Оказалось, что Красинский наркотой затаривался не где-нибудь, а в городе фонтанов и радужных струй — в Петродворце. Стоит там в конце улицы Парижской Коммуны неказистый деревянный домик, а во входной двери его прорезано оконце наподобие кормушки. И стоит только туда постучаться и денежку в нужном количестве замаксать, как сейчас же появится желаемое — или амнухи с ширевом, а если имеется горячее желание вмазаться немедленно, то и «баян» с готовой гутой. Счастливого путешествия.
Выслушав все это, майор понимающе кивнул головой и сказал:
— Знакомая тема. Сидит там внутри инвалид без ног или туберкулезный в острой форме, а скорее всего свора цыганок, насквозь беременных, и поиметь с них мы сможем только головную боль. Наркома надо выпасать, наркома, а все остальное — мыло.
Капитан согласно кивнул рыжей шевелюрой, кашлянул и пообещал:
— Ну что ж, будем копать дальше.
Майор словно в воду глядел, — действительно, в битой петродворцовой хазе проживали славные представители племени молдаванских цыган — супруги Бабан с многочисленными детьми и бедными родственниками. Совершенно некстати Пете Самойлову вдруг вспомнилась загадочная улыбка Кармен, затем усатая харя горьковского Лойко Зобара и, наконец, крайне неприличное выражение «джя прокар», и, помотав густой рыжей шевелюрой, совместно с лейтенантом Звонаревым он отправился организовывать неподвижный пост наблюдения.
На улице погода была зимней по-настоящему — небо хмурилось, из низких туч валил сильный снег, а холодный северный ветер с энтузиазмом закручивал его в бесконечные хороводы метели.
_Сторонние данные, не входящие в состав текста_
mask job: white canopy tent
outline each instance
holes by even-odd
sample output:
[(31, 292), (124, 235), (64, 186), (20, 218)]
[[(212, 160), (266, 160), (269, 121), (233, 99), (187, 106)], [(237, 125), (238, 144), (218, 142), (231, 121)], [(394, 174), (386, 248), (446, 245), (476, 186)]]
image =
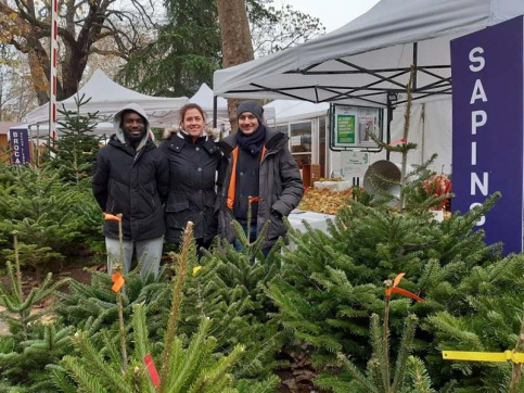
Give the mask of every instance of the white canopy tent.
[[(101, 69), (97, 69), (77, 94), (57, 102), (56, 107), (62, 110), (65, 106), (66, 110), (76, 111), (75, 97), (81, 98), (82, 96), (86, 100), (88, 98), (91, 100), (81, 106), (81, 112), (94, 113), (98, 111), (100, 122), (108, 121), (111, 123), (111, 118), (119, 109), (135, 102), (145, 111), (151, 125), (161, 128), (169, 125), (168, 117), (171, 113), (178, 112), (182, 105), (189, 102), (187, 97), (151, 97), (139, 93), (118, 85)], [(60, 113), (57, 113), (57, 117), (63, 118)], [(44, 104), (31, 111), (25, 121), (31, 125), (31, 130), (36, 128), (35, 125), (46, 125), (49, 122), (49, 105)], [(111, 124), (104, 127), (112, 129)]]
[(522, 0), (382, 0), (315, 40), (217, 71), (215, 93), (388, 107), (388, 140), (395, 140), (404, 116), (392, 111), (406, 100), (414, 64), (411, 127), (418, 128), (410, 139), (427, 149), (412, 161), (437, 152), (433, 168), (439, 169), (451, 164), (450, 40), (522, 14)]
[(416, 100), (450, 94), (449, 41), (522, 14), (522, 0), (382, 0), (325, 36), (215, 72), (215, 93), (385, 106), (414, 64)]

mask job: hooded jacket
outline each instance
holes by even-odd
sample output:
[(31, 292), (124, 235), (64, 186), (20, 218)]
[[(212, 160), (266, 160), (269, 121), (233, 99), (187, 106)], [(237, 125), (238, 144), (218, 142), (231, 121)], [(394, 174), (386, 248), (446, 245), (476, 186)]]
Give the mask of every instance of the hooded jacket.
[(193, 143), (191, 137), (182, 132), (168, 136), (159, 149), (169, 160), (167, 240), (180, 242), (186, 225), (193, 221), (194, 238), (208, 242), (217, 234), (214, 207), (220, 149), (207, 136)]
[[(122, 113), (131, 110), (145, 119), (145, 134), (133, 149), (120, 129)], [(165, 233), (164, 206), (169, 189), (167, 159), (148, 138), (145, 112), (129, 104), (113, 118), (115, 134), (93, 164), (92, 191), (105, 213), (123, 214), (125, 240), (146, 240)], [(118, 223), (105, 220), (104, 236), (118, 238)]]
[[(238, 131), (239, 132), (239, 131)], [(235, 232), (231, 221), (235, 219), (232, 207), (234, 206), (237, 179), (235, 166), (242, 165), (238, 161), (239, 145), (237, 134), (232, 134), (220, 143), (225, 159), (220, 177), (223, 178), (223, 187), (219, 187), (216, 210), (218, 211), (218, 231), (222, 238), (233, 241)], [(270, 225), (263, 248), (271, 246), (279, 237), (286, 232), (283, 216), (287, 216), (301, 202), (304, 194), (304, 185), (295, 160), (287, 149), (287, 137), (266, 128), (266, 138), (260, 160), (257, 232), (259, 233), (266, 221)]]

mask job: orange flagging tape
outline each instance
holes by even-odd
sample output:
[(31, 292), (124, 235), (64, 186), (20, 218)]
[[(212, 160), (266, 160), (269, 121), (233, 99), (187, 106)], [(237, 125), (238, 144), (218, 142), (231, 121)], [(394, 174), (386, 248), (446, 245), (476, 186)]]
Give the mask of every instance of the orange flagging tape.
[(386, 288), (386, 297), (391, 297), (392, 293), (395, 292), (395, 293), (401, 294), (402, 296), (410, 297), (417, 302), (423, 302), (424, 300), (422, 297), (419, 297), (414, 293), (397, 287), (402, 280), (404, 276), (406, 276), (406, 274), (400, 272), (397, 275), (397, 277), (395, 277), (395, 280), (393, 280), (393, 287)]
[(118, 292), (120, 288), (124, 286), (124, 283), (126, 282), (124, 277), (118, 271), (111, 275), (111, 281), (114, 282), (113, 287), (111, 287), (111, 290), (113, 292)]

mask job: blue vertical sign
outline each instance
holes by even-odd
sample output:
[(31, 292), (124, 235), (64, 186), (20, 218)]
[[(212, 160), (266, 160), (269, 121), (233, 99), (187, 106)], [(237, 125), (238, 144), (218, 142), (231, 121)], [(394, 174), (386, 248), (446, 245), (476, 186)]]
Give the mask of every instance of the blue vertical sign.
[(523, 245), (523, 16), (451, 41), (452, 208), (500, 191), (476, 227), (504, 254)]
[(13, 151), (13, 164), (27, 164), (30, 159), (29, 132), (27, 128), (10, 128), (9, 140)]

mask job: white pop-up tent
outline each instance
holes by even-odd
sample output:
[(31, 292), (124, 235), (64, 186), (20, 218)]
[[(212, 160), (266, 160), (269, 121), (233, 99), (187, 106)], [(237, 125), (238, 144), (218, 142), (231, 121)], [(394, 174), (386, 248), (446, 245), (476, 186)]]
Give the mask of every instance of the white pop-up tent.
[(382, 0), (337, 30), (215, 72), (215, 93), (385, 106), (414, 64), (416, 100), (450, 94), (449, 41), (522, 14), (522, 0)]
[[(427, 105), (419, 106), (411, 124), (429, 128), (410, 139), (420, 142), (431, 136), (424, 143), (439, 153), (437, 169), (451, 163), (450, 40), (522, 14), (522, 0), (382, 0), (315, 40), (217, 71), (215, 93), (393, 110), (406, 100), (413, 64), (413, 103)], [(395, 140), (400, 123), (402, 116), (393, 116), (388, 140)]]
[[(282, 130), (290, 124), (302, 122), (311, 122), (312, 129), (312, 157), (314, 162), (321, 164), (325, 170), (323, 176), (344, 176), (348, 179), (353, 177), (362, 177), (367, 166), (357, 168), (355, 165), (355, 152), (333, 152), (324, 144), (320, 144), (321, 134), (325, 132), (324, 141), (328, 140), (328, 128), (321, 127), (321, 124), (329, 124), (329, 109), (327, 102), (311, 103), (307, 101), (297, 100), (274, 100), (266, 105), (267, 111), (273, 109), (276, 111), (276, 125)], [(393, 111), (391, 124), (391, 138), (398, 140), (402, 138), (404, 134), (404, 114), (406, 105), (398, 105)], [(413, 103), (411, 105), (411, 122), (410, 122), (410, 141), (417, 143), (418, 149), (410, 152), (408, 155), (408, 163), (420, 165), (425, 163), (433, 153), (438, 153), (438, 157), (434, 161), (432, 169), (436, 172), (450, 173), (451, 167), (451, 100), (445, 98), (442, 100)], [(324, 123), (321, 123), (321, 122)], [(318, 135), (318, 139), (316, 136)], [(323, 152), (322, 152), (323, 150)], [(323, 159), (320, 159), (323, 156)], [(317, 159), (317, 160), (315, 160)], [(385, 152), (369, 154), (366, 159), (368, 164), (372, 164), (380, 160), (385, 160)], [(391, 157), (393, 161), (398, 161), (397, 156)], [(358, 169), (358, 170), (357, 170)]]
[[(82, 96), (86, 100), (88, 98), (91, 100), (81, 106), (81, 112), (99, 112), (98, 116), (101, 122), (111, 121), (119, 109), (135, 102), (145, 111), (153, 127), (168, 126), (169, 115), (178, 112), (189, 101), (187, 97), (152, 97), (139, 93), (118, 85), (111, 80), (101, 69), (97, 69), (86, 85), (78, 90), (77, 94), (57, 102), (56, 107), (62, 110), (65, 106), (66, 110), (76, 111), (75, 97), (81, 98)], [(60, 113), (57, 113), (57, 118), (61, 118)], [(49, 122), (49, 105), (44, 104), (35, 109), (27, 114), (25, 121), (31, 126), (47, 124)]]

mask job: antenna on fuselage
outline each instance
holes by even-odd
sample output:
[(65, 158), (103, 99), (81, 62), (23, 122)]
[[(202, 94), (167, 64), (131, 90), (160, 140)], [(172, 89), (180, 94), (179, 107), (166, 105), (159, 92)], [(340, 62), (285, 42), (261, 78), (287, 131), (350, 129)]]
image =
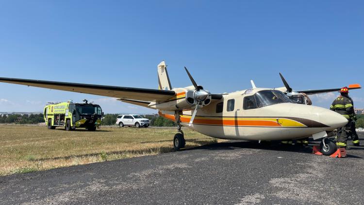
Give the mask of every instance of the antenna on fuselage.
[(254, 81), (253, 81), (252, 80), (250, 80), (250, 83), (251, 84), (251, 86), (253, 87), (253, 88), (257, 88), (257, 87), (255, 86), (255, 84), (254, 84)]

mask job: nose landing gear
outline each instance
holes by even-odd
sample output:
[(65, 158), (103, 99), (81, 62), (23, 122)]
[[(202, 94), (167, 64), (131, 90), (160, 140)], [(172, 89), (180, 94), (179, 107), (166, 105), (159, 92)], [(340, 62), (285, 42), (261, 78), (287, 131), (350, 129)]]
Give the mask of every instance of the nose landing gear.
[(327, 137), (322, 138), (320, 143), (320, 152), (327, 156), (332, 154), (337, 150), (336, 144), (332, 139)]
[(175, 151), (180, 151), (186, 149), (185, 147), (186, 141), (184, 140), (183, 132), (181, 130), (182, 126), (181, 125), (180, 112), (178, 111), (175, 111), (174, 117), (177, 124), (177, 130), (179, 133), (177, 133), (174, 135), (174, 137), (173, 137), (173, 147)]

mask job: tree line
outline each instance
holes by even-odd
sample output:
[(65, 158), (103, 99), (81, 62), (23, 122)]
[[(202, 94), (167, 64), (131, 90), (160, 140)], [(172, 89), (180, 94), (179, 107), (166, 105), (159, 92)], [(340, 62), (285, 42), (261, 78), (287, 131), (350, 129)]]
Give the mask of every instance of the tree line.
[[(102, 125), (113, 125), (116, 122), (117, 114), (107, 114), (104, 116)], [(156, 117), (154, 115), (147, 115), (143, 116), (145, 118), (150, 121), (150, 126), (156, 127), (173, 127), (176, 126), (176, 123), (165, 119), (162, 117)], [(364, 128), (364, 115), (358, 115), (358, 120), (356, 120), (355, 127)], [(42, 114), (31, 114), (29, 116), (21, 116), (18, 114), (4, 115), (0, 116), (0, 124), (16, 123), (16, 124), (37, 124), (44, 122), (43, 115)]]
[(0, 116), (0, 123), (38, 124), (44, 122), (42, 114), (22, 116), (18, 114)]

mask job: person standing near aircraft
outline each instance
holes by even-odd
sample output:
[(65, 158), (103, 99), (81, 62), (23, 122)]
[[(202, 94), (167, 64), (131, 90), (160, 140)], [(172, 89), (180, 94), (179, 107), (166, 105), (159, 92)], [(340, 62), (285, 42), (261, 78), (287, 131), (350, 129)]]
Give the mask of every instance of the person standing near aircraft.
[[(344, 127), (337, 128), (336, 146), (339, 147), (347, 148), (347, 141), (349, 136), (351, 137), (354, 145), (359, 146), (359, 140), (358, 135), (354, 135), (352, 132), (353, 129), (354, 132), (355, 130), (356, 117), (354, 112), (353, 100), (348, 96), (349, 90), (347, 87), (342, 88), (339, 92), (340, 96), (332, 102), (330, 106), (330, 110), (345, 117), (347, 120), (348, 122)], [(355, 134), (356, 134), (356, 132), (355, 132)]]

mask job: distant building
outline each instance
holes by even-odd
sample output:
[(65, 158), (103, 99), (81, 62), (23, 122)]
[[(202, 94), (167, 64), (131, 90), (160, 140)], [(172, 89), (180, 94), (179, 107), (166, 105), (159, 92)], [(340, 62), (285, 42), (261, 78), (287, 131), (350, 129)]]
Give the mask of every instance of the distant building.
[(361, 115), (362, 114), (364, 114), (364, 109), (363, 108), (354, 108), (354, 112), (357, 115)]

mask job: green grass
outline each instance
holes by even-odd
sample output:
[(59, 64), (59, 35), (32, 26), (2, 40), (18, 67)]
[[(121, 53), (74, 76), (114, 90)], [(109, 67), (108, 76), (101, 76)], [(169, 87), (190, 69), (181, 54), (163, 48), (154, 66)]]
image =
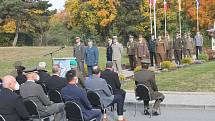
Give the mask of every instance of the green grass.
[[(14, 70), (13, 64), (19, 60), (26, 67), (36, 67), (38, 62), (45, 61), (51, 70), (50, 56), (43, 56), (59, 47), (16, 47), (0, 48), (0, 77)], [(99, 65), (104, 68), (106, 62), (105, 48), (99, 48)], [(72, 47), (57, 52), (53, 57), (71, 57)], [(123, 56), (123, 63), (128, 63)], [(215, 62), (192, 65), (187, 68), (156, 75), (158, 88), (162, 91), (200, 91), (215, 92)], [(123, 82), (123, 88), (134, 90), (134, 81)]]
[[(215, 62), (156, 74), (156, 83), (162, 91), (215, 92)], [(123, 84), (128, 90), (134, 86), (134, 81)]]

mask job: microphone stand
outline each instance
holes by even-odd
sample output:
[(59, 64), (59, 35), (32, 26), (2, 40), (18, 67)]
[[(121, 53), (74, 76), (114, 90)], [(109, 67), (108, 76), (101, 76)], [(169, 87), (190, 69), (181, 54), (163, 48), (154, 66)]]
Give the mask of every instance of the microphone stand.
[(56, 52), (58, 52), (58, 51), (60, 51), (60, 50), (63, 50), (64, 48), (66, 48), (65, 46), (63, 46), (63, 47), (60, 47), (59, 49), (57, 49), (57, 50), (54, 50), (54, 51), (52, 51), (52, 52), (50, 52), (50, 53), (48, 53), (48, 54), (45, 54), (45, 55), (43, 55), (43, 56), (48, 56), (48, 55), (50, 55), (50, 57), (51, 57), (51, 60), (52, 60), (52, 66), (53, 66), (53, 59), (52, 59), (52, 57), (53, 57), (53, 54), (54, 53), (56, 53)]

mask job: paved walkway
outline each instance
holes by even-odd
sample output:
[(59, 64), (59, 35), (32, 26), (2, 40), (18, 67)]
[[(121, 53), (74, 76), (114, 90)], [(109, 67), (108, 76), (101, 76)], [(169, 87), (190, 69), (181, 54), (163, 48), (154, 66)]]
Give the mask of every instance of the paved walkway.
[[(134, 92), (126, 91), (127, 104), (136, 102)], [(215, 110), (215, 93), (210, 92), (162, 92), (165, 100), (163, 107), (199, 108)]]

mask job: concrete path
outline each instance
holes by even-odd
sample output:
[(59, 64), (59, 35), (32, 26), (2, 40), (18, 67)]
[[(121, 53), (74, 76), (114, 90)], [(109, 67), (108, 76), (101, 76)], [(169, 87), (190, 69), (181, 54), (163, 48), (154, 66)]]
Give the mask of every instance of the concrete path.
[[(135, 95), (132, 91), (126, 91), (127, 104), (135, 104)], [(182, 107), (215, 110), (215, 93), (210, 92), (162, 92), (165, 100), (163, 107)]]

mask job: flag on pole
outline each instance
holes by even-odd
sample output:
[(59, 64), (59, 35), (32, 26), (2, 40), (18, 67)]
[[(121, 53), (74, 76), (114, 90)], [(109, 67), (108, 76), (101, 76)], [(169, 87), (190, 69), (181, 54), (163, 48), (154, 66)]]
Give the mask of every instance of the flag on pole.
[(156, 0), (149, 0), (149, 4), (150, 4), (150, 5), (156, 4)]
[(164, 0), (164, 11), (167, 11), (167, 2), (166, 2), (166, 0)]
[(178, 10), (181, 11), (181, 0), (178, 0)]
[(200, 1), (196, 0), (196, 8), (199, 9)]

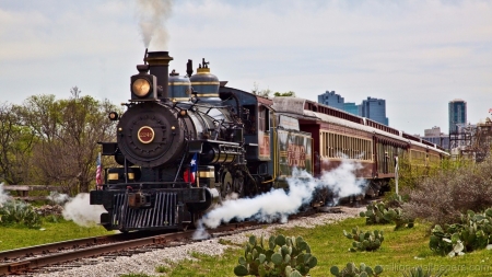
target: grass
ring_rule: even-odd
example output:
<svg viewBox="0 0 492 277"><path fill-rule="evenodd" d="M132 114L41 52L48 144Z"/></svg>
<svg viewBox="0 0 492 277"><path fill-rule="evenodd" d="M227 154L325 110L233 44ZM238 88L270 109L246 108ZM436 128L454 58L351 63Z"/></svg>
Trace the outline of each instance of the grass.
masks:
<svg viewBox="0 0 492 277"><path fill-rule="evenodd" d="M52 220L45 220L44 231L20 227L0 227L0 251L110 233L102 227L83 228L72 221L48 221ZM350 231L354 227L359 227L361 230L383 230L385 241L380 249L375 252L349 252L352 241L343 236L343 230ZM424 269L431 268L433 272L445 268L447 269L446 276L449 277L492 276L492 251L482 250L453 258L442 257L429 249L429 230L430 226L417 222L412 229L394 231L393 224L365 226L365 219L355 218L313 229L278 230L276 234L302 235L305 239L312 247L312 253L318 259L318 265L309 273L313 277L331 276L329 268L332 265L342 268L348 262L354 262L356 265L365 263L371 267L382 265L384 267L383 277L401 277L403 272L407 273L415 266ZM221 243L234 245L223 239ZM153 276L234 276L234 267L243 254L242 247L231 247L220 257L191 253L194 261L166 263L163 259L165 265L156 266ZM147 275L132 273L124 276L147 277Z"/></svg>
<svg viewBox="0 0 492 277"><path fill-rule="evenodd" d="M54 220L52 218L45 219L40 229L0 226L0 251L112 233L99 226L85 228L73 223L73 221Z"/></svg>
<svg viewBox="0 0 492 277"><path fill-rule="evenodd" d="M343 230L350 231L356 226L362 230L383 230L385 241L380 249L375 252L349 252L352 240L343 236ZM313 277L332 276L329 273L331 266L342 268L348 262L354 262L356 265L365 263L373 268L380 265L384 268L380 275L383 277L401 277L403 272L408 273L415 266L431 268L433 273L447 269L445 276L449 277L492 276L492 251L482 250L453 258L438 256L429 249L429 230L430 226L417 223L412 229L394 231L393 224L365 226L365 219L356 218L314 229L279 230L277 234L302 235L307 241L312 253L318 259L318 265L309 272ZM234 276L237 258L243 253L243 249L230 249L220 258L192 253L196 261L187 259L173 265L173 268L167 267L165 276ZM156 276L159 275L156 273Z"/></svg>

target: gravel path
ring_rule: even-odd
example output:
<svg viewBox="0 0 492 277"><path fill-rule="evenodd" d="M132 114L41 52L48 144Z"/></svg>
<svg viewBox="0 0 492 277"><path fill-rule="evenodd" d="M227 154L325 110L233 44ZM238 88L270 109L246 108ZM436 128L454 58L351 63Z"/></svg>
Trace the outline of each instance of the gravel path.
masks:
<svg viewBox="0 0 492 277"><path fill-rule="evenodd" d="M356 217L359 212L365 210L364 208L341 208L340 213L321 213L317 217L303 218L291 220L283 224L274 224L266 229L249 230L243 233L237 233L227 236L221 236L218 239L199 241L196 243L186 244L177 247L168 247L163 250L155 250L148 253L128 256L119 256L113 262L101 262L95 265L84 265L78 268L71 268L59 273L49 274L37 274L36 276L50 276L50 277L62 277L62 276L93 276L93 277L117 277L122 274L147 274L150 276L165 276L165 274L160 274L155 272L157 266L172 267L173 263L178 263L185 258L194 259L190 253L197 252L207 255L222 255L227 247L233 247L231 245L223 245L219 243L219 240L231 241L234 244L243 244L249 234L255 234L260 236L263 234L265 238L270 236L270 234L276 232L276 229L289 229L293 227L303 228L314 228L319 224L328 224L339 220L343 220L349 217ZM248 234L248 235L246 235ZM103 257L102 257L103 259Z"/></svg>

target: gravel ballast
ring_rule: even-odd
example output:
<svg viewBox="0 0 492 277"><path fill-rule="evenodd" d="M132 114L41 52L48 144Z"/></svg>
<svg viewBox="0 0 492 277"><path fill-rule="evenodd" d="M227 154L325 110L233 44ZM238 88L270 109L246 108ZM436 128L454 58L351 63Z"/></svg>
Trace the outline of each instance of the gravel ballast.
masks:
<svg viewBox="0 0 492 277"><path fill-rule="evenodd" d="M180 261L191 257L191 253L202 253L206 255L222 255L227 247L234 247L233 245L224 245L219 243L219 241L225 240L231 241L232 244L243 244L248 239L249 234L255 234L260 236L261 234L266 238L276 232L277 229L289 229L293 227L302 228L314 228L320 224L329 224L349 217L358 217L359 212L365 210L365 208L348 208L342 207L339 213L318 213L316 217L307 217L290 220L286 223L273 224L265 229L248 230L242 233L236 233L232 235L214 238L210 240L197 241L186 245L166 247L154 250L152 252L134 254L132 256L118 256L114 261L104 262L104 257L93 265L82 265L80 267L70 268L63 272L51 272L46 274L36 274L36 276L50 276L50 277L61 277L61 276L120 276L124 274L145 274L150 276L165 276L163 273L156 273L155 268L157 266L172 267L173 264L179 263Z"/></svg>

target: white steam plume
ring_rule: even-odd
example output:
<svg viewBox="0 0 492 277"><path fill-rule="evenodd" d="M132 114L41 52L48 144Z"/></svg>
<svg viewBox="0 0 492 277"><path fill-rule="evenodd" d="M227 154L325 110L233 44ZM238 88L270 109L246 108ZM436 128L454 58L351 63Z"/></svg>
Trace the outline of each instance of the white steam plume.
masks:
<svg viewBox="0 0 492 277"><path fill-rule="evenodd" d="M229 222L234 218L254 218L266 222L277 219L285 221L286 217L297 212L303 204L311 203L317 188L331 191L336 201L341 197L362 194L366 182L355 176L358 169L361 169L359 163L343 160L340 166L325 172L320 178L314 178L309 173L294 169L293 176L288 180L288 192L273 189L255 198L225 200L221 207L207 213L202 221L210 228L216 228L221 222Z"/></svg>
<svg viewBox="0 0 492 277"><path fill-rule="evenodd" d="M167 31L164 22L171 16L173 0L137 0L137 18L145 48L165 49Z"/></svg>
<svg viewBox="0 0 492 277"><path fill-rule="evenodd" d="M0 183L0 207L10 199L10 195L3 192L3 183Z"/></svg>
<svg viewBox="0 0 492 277"><path fill-rule="evenodd" d="M47 196L46 198L58 205L63 205L65 203L70 200L70 196L68 196L68 194L60 194L58 192L50 192L49 196Z"/></svg>
<svg viewBox="0 0 492 277"><path fill-rule="evenodd" d="M78 194L65 205L62 215L79 226L92 227L99 222L103 212L106 212L103 205L90 205L89 194Z"/></svg>

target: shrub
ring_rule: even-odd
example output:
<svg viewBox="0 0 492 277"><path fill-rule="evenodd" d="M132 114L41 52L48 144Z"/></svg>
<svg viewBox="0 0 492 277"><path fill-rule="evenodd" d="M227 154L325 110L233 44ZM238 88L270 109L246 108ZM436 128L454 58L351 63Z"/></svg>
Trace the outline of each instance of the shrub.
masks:
<svg viewBox="0 0 492 277"><path fill-rule="evenodd" d="M407 215L434 224L458 222L467 210L492 207L492 160L442 171L409 192L403 203Z"/></svg>
<svg viewBox="0 0 492 277"><path fill-rule="evenodd" d="M276 251L277 246L280 247ZM258 241L255 235L251 235L246 243L244 256L239 257L239 265L234 268L234 274L236 276L301 277L306 276L317 262L302 236L272 235L266 249L263 236Z"/></svg>
<svg viewBox="0 0 492 277"><path fill-rule="evenodd" d="M39 228L40 217L33 207L22 200L9 200L0 208L0 224L23 224L28 228Z"/></svg>
<svg viewBox="0 0 492 277"><path fill-rule="evenodd" d="M367 276L379 276L383 273L383 267L380 265L376 265L373 268L366 266L361 263L359 268L354 263L348 263L343 269L339 269L338 266L333 265L330 268L330 273L337 277L367 277Z"/></svg>
<svg viewBox="0 0 492 277"><path fill-rule="evenodd" d="M374 231L359 231L359 227L352 228L352 233L343 230L343 235L347 239L354 240L352 242L352 246L349 251L375 251L380 247L380 244L385 240L383 236L383 231L374 230Z"/></svg>

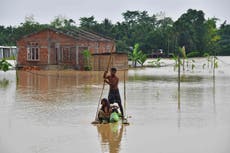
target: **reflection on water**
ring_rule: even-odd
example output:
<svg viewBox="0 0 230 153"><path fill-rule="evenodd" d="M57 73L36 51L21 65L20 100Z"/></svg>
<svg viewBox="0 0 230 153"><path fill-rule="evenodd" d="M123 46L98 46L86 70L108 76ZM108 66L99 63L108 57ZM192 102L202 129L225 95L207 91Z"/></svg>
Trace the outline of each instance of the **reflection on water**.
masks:
<svg viewBox="0 0 230 153"><path fill-rule="evenodd" d="M18 71L18 83L15 71L0 72L7 84L0 87L0 152L229 153L229 68L220 63L215 77L202 64L182 73L180 98L172 66L130 69L127 127L90 124L103 72ZM124 101L124 73L118 76Z"/></svg>
<svg viewBox="0 0 230 153"><path fill-rule="evenodd" d="M124 125L121 123L97 125L102 152L118 153L120 151Z"/></svg>

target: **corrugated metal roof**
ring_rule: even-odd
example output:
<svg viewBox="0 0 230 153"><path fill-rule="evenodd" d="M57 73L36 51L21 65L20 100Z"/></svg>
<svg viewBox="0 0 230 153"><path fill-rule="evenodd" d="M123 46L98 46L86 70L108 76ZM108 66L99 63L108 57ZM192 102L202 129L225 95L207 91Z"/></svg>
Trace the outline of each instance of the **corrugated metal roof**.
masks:
<svg viewBox="0 0 230 153"><path fill-rule="evenodd" d="M64 29L64 28L56 29L56 28L49 27L49 28L45 28L45 29L42 29L40 31L36 31L34 33L30 33L28 35L25 35L22 38L32 36L34 34L37 34L37 33L41 32L41 31L45 31L45 30L55 31L57 33L61 33L63 35L72 37L72 38L74 38L76 40L86 39L86 40L90 40L90 41L114 41L112 38L101 36L99 34L92 33L92 32L89 32L89 31L86 31L86 30L83 30L83 29L80 29L80 28L75 28L75 27L68 28L68 29Z"/></svg>

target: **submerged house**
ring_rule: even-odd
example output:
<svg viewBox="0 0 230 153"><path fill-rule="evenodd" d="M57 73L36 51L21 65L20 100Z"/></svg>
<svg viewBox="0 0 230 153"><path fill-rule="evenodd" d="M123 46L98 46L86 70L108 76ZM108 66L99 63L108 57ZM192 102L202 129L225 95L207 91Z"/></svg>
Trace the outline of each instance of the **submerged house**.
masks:
<svg viewBox="0 0 230 153"><path fill-rule="evenodd" d="M82 52L89 50L93 55L91 59L93 70L103 70L104 66L95 65L100 62L98 55L104 56L110 53L111 49L113 49L113 55L117 54L113 39L76 28L70 30L43 29L19 39L17 47L18 68L37 66L41 69L68 67L82 70L84 68ZM94 61L94 55L97 56L97 62ZM127 54L121 54L117 59L114 59L115 57L117 56L113 57L114 61L119 61L119 57L122 57L121 59L125 59L125 62L128 63Z"/></svg>
<svg viewBox="0 0 230 153"><path fill-rule="evenodd" d="M12 58L16 59L17 47L16 46L0 46L0 59Z"/></svg>

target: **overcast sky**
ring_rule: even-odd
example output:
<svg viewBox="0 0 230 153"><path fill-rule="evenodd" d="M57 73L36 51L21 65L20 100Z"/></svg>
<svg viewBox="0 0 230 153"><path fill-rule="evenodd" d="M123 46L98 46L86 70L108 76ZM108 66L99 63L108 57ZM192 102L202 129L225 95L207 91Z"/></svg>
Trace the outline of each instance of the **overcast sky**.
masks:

Скользя под сношенной резиной по еще не укатанной дороге, видавший виды отделовский «жигуленок» продирался сквозь непогоду с трудом, и, когда прибыли на место, короткий зимний день уже уступил место темноте. Половина уличных фонарей почему-то не горела, и улица Парижской Коммуны отыскалась не сразу, зато нужный дом стоял в самом ее начале, и наблюдать за ним можно было с проходившего перпендикулярно проспекта Ильича.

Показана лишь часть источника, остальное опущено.